In place of Gouger's dad stepped Andy Smith, a fellow Portage grad who had known the Gouger racing reputation - but Smith didn't hook up with Joe until after his accident. "He's my arms and my legs," Gouger said. If I didn't have a friend like him, I'd be still be sitting in the garage figuring out how I could do this." "I'm more or less the muscle," said Smith, also 28. "I do the things he can't do." But when Smith starts talking about why he comes straight from work to the garage every day, it's because of his love for the cars, the sound of all that horsepower, the respect he has for Gouger and his knowledge. And it's not that he takes his best friend's situation for granted. He's climbed in his friend's spare wheelchair and gone to the mall with him, to see the ignorance and rudeness Gouger deals with every day. He has also seen the way that Gouger deals with obstacles that he constantly faces. "Not only does he not have his legs to get up and walk, but he has to use two hands to write his name, to just scribble something, to hold a tool, to hold a screwdriver or turn a ratchet," Smith said. "It's just like a little kid fumbling around a lot of the time, but he overcomes it and just keeps on going." Their friendship is easiest to see when it's time for Gouger to get behind the wheel. As it's happened a thousand times, Gouger throws his arms around Smith's neck, as Smith hugs him around the middle. Smith carries Gouger to the car, putting him in the seat where he does his best work, shoving the useless legs under the wheel, as Gouger patiently waits.

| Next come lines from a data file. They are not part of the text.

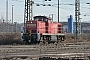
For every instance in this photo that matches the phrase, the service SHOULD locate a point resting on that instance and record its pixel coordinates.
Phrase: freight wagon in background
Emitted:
(42, 29)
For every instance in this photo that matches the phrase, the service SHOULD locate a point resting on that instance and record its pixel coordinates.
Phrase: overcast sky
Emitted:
(65, 9)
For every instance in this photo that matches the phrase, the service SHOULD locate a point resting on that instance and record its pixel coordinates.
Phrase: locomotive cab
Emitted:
(41, 18)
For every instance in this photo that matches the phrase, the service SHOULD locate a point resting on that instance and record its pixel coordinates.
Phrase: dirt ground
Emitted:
(10, 38)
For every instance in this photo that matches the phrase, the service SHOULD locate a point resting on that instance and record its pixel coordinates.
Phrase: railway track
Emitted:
(51, 50)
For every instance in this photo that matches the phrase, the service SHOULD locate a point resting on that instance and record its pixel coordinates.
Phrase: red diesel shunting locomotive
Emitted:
(41, 29)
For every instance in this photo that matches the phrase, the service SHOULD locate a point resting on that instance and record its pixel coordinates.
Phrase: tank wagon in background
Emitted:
(42, 29)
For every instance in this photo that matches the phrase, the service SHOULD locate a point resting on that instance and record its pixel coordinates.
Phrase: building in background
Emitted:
(70, 24)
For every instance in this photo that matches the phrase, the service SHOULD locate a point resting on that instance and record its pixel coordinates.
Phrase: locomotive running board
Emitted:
(62, 34)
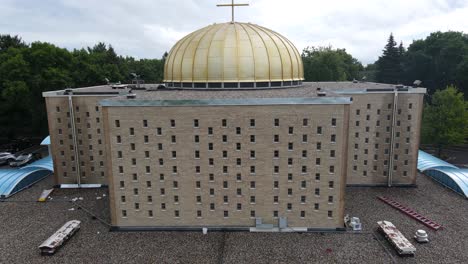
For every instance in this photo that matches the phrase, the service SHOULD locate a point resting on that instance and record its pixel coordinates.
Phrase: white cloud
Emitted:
(148, 28)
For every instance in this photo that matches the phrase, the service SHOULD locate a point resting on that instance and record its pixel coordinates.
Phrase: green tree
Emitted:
(8, 41)
(328, 64)
(439, 60)
(389, 65)
(445, 119)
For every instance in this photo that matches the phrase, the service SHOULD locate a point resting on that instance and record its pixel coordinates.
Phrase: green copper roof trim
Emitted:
(228, 102)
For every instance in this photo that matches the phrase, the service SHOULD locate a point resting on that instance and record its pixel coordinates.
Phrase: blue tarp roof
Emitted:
(46, 141)
(443, 172)
(15, 180)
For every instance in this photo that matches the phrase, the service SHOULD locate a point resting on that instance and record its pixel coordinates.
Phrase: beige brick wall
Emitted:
(370, 136)
(136, 190)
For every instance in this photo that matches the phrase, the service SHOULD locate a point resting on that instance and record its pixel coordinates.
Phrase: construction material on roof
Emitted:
(46, 141)
(54, 242)
(396, 238)
(421, 236)
(444, 173)
(44, 195)
(82, 186)
(411, 213)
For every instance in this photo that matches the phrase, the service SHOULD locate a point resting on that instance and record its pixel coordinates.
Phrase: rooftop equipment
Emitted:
(411, 213)
(421, 236)
(54, 242)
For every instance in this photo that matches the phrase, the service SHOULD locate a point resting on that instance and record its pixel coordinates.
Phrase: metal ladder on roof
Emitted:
(411, 213)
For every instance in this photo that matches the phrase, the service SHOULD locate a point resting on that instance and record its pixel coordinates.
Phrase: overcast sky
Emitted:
(147, 28)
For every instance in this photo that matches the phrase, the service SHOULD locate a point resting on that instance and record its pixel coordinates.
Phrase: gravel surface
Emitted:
(25, 224)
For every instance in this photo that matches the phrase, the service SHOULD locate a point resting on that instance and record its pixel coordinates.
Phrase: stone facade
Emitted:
(160, 176)
(370, 138)
(91, 160)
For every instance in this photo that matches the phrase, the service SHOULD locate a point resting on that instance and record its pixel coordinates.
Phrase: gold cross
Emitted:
(232, 5)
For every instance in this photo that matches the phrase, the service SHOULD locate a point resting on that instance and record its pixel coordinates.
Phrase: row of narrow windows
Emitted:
(252, 123)
(389, 106)
(175, 185)
(198, 200)
(211, 178)
(225, 169)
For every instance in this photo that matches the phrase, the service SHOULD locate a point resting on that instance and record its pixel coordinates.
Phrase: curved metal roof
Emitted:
(427, 161)
(233, 52)
(453, 178)
(45, 163)
(15, 180)
(46, 141)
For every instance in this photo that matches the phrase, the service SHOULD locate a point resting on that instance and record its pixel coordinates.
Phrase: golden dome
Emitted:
(233, 55)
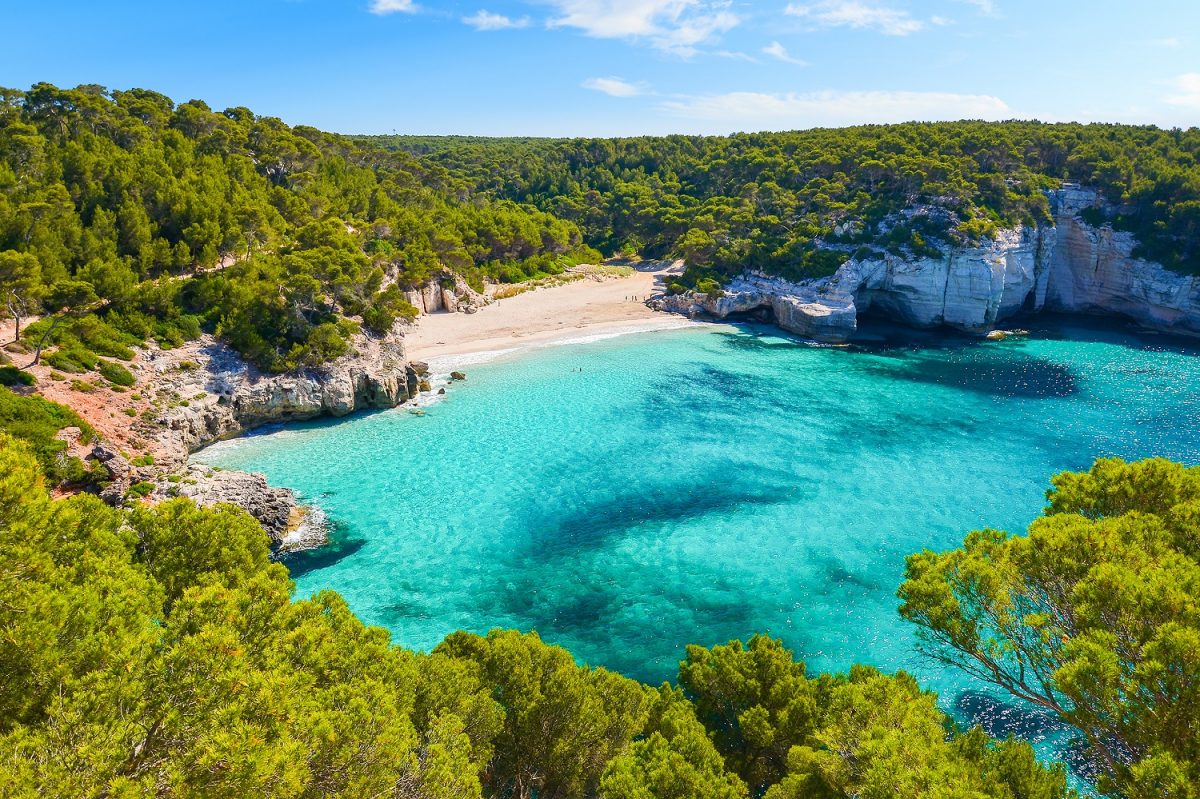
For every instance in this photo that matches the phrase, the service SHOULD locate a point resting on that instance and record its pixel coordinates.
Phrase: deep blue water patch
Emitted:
(713, 482)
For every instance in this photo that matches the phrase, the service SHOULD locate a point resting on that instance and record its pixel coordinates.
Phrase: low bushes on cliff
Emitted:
(37, 421)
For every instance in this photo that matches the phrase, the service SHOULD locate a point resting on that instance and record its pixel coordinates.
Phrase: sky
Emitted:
(624, 67)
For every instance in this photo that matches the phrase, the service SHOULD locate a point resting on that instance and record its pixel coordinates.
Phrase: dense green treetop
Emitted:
(157, 652)
(144, 218)
(1093, 616)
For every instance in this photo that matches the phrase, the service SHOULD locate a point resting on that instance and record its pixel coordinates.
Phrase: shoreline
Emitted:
(597, 306)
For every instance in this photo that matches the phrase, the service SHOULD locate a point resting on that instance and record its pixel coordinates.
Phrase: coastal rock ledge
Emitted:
(208, 392)
(1068, 266)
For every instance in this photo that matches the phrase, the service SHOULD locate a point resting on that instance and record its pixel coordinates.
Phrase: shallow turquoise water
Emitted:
(631, 496)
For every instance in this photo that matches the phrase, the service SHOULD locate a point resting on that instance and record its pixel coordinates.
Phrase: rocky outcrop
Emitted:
(1069, 265)
(204, 391)
(120, 473)
(448, 293)
(210, 392)
(1093, 270)
(289, 524)
(814, 310)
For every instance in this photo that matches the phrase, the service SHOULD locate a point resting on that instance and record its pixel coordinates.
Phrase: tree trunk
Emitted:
(41, 343)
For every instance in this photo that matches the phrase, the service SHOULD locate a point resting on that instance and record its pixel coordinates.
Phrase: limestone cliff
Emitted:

Joe Gouger Jr. just wants to blend in. Norv Nevinger hopes he rubs off. "I think he's got more heart than 10 racers put together," said Nevinger, the owner of U.S. 41 dragstrip in Morocco and the man who signed Gouger's IHRA license. "A few years ago when I started watching him," Nevinger said, "I was a little apprehensive because of liability. But after watching him race, he's as good as any of them. "If all the racers had an attitude like Gouger, there would probably be races all over the place." Gouger has been racing for four years now, and has more than 100 trips down the drag strip. He does it all with his arms, his hand controls the result of years of tinkering and perfecting, a process that's still going on. "Nobody had ever done this," Gouger said, "so somebody walking didn't know what muscles I have and what muscles I don't." He can't drive a car down the street for a loaf of bread because he let his permit run out and hasn't renewed it yet. But he is racing. Gouger isn't ripping up the circuit. But he's at the point where having legs and fingers that don't work is the least of his worries. Finding the time and money to compete with the big boys is a much larger obstacle. And that's the way it should be. "My only handicap I have is not enough experience and not being a real good driver," Gouger said. "But I am learning and getting better. "When I go to a track, it's Joe Gouger in this lane and John Doe in the next. I don't advertise it. I don't want to have to rely on that. "I don't want them to say, 'Look at that crippled kid run.' "I want them to say, 'Boy that guy can race.' " The Gougers are looking into buying a car for Joe to run, getting back to the point they were, back to the deposit on the car that Gouger's dad had to get back. "I never figured he'd do it," said the older Gouger. "But he did. I'm very proud of him." It's been more than 11 years now. Gouger lives with his wife only a few blocks from Jellystone Park. He's running at the Mopar Nationals in Indianapolis this weekend.

Joe Gouger Jr. has it in his blood. He was born to race. Just like Dad.